Tabi ya genelde kütüphaneye konur bu silah milleti.
Tam merdivenlerden inecekken ana kapı açılınca biri daha girdi içeri.
Aşağıdaki adamın elini beline attığını görmemle merdivenleri yandan atlayarak önce koltuğa ordan açık oda kapısını kullanarak üst katta bana bakan pervaza ve ordan da pencereyi açıp terasa çıktım.
Tam aksiyon yaşıyordum şuan.
Zira banyo penceresinden çıkış şuan için bir hayaldi.
Koşarak terastan geçip çatıya hamle yapacakken arkamdaki,
" Sakın kıpırdama! "
Diyen o tok sesle durdum.
" Dön! "
Dediğini yapmalımıydım.
Yavaşça arkamı döndüm.
1.90 civarı, kalıplı, kaslı belinde bir havlu ve ıslak saçlarından üzerine oradanda yere damlalar akıyordu.
Oda benim gibi nefes nefese bana bakıyordu.
Ben götlü göbekli zenginmi demiştim az önce.
" Sakın kıpırdama vururum! "
Duyduğum cümle ile transtan çıktım. Neyseki çıktım.
" Kasadan aldıkların umurumda bile değil.
O âna kadar unuttuğum elimdeki kutuya baktım.
" Ver onu sonra çek git, sana dokunmayacağım.
Elimdeki kutuya bir kez daha baktım. İçindeki her neyse paralardan daha değerliydi belliki.
Elindeki silahı dahada belli ederek,
" Sana son kez söylüyorum.
Dedi tıslayarak.
Tam çatıya nasıl zıplarım hesabı yaparken ayaklarımın dibine ateş etti. Aynı anda yerimden hızla geriye doğru zıplayıp teras demirlerinin üzerinde durdum.
Yaptığım harekete oldukça şaşırmış görünüyordu.
Hiç konuşmadan arkamdaki kutuyu önüme alarak havaya kaldırdım.

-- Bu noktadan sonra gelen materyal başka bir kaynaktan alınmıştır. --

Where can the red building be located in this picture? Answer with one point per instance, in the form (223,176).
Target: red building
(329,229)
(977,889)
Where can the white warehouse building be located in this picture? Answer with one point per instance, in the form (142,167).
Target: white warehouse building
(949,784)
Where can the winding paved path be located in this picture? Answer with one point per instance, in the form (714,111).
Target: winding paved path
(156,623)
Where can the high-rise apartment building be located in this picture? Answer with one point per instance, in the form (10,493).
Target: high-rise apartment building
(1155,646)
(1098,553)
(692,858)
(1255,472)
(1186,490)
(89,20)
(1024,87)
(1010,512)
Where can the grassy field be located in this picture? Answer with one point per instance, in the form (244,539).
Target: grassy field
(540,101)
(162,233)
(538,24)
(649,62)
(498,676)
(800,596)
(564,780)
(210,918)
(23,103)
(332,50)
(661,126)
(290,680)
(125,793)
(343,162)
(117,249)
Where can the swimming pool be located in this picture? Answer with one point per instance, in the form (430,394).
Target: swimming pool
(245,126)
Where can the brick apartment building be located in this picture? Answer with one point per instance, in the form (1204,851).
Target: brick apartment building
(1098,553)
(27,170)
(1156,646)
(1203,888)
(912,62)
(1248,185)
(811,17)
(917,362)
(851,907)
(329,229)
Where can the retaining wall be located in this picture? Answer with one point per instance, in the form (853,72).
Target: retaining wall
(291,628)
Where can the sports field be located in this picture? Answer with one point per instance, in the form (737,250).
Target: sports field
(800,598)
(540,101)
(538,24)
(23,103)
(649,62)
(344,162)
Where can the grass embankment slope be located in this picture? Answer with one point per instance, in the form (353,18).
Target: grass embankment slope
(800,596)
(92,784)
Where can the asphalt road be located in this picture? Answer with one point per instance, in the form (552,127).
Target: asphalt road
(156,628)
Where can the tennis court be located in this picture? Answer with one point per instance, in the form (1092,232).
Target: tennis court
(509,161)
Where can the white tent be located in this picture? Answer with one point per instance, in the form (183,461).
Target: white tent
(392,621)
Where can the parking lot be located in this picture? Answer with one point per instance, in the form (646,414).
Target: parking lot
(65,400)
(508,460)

Diğer elimin işaret parmağı ile silahı aşağı indirmesini işaret ettim.
" Hazar abi iyimisin? "
Adı Hazar'mış demekki.
Adamın silahı üzerime dönük gözleri bende silahın horozu havadaydı.
" Alpay indir silahı. "
" Ama abi! "
"Alpay indir dedim!
Adam kutuya bakıp anında ikiletmeden elindeki silahı belinin arkasına taktı ve kolları yana düştü.
Anlamıyordum neydi bu kadar önemli olan şey.
Kutuyu iki elimle tutarak açmak isteyince gök gürültüsü gibi bir sesle irkildim.
" Sakın!!
" Oha o ses nerden çıkmıştı öyle."
Tamam be. Dedim içimden. Zaten alacağımı almıştım ben. Kutuyu arkama çektiğimde içindeki şey her neyse alıp cebime sokmuştum. Ve yerine diğer cebimdeki hediyeyi bırakmıştım.
Elimdeki siyah kutuyu sağ elime alıp Hazar denen adama doğru havaya attım.
Kendimi ağaçların arasına atıp koşarak uzaklaşmaya başladım.
Bir kaç saniye sonra arka arkaya kurşun sesleri gelmeye başlamıştı.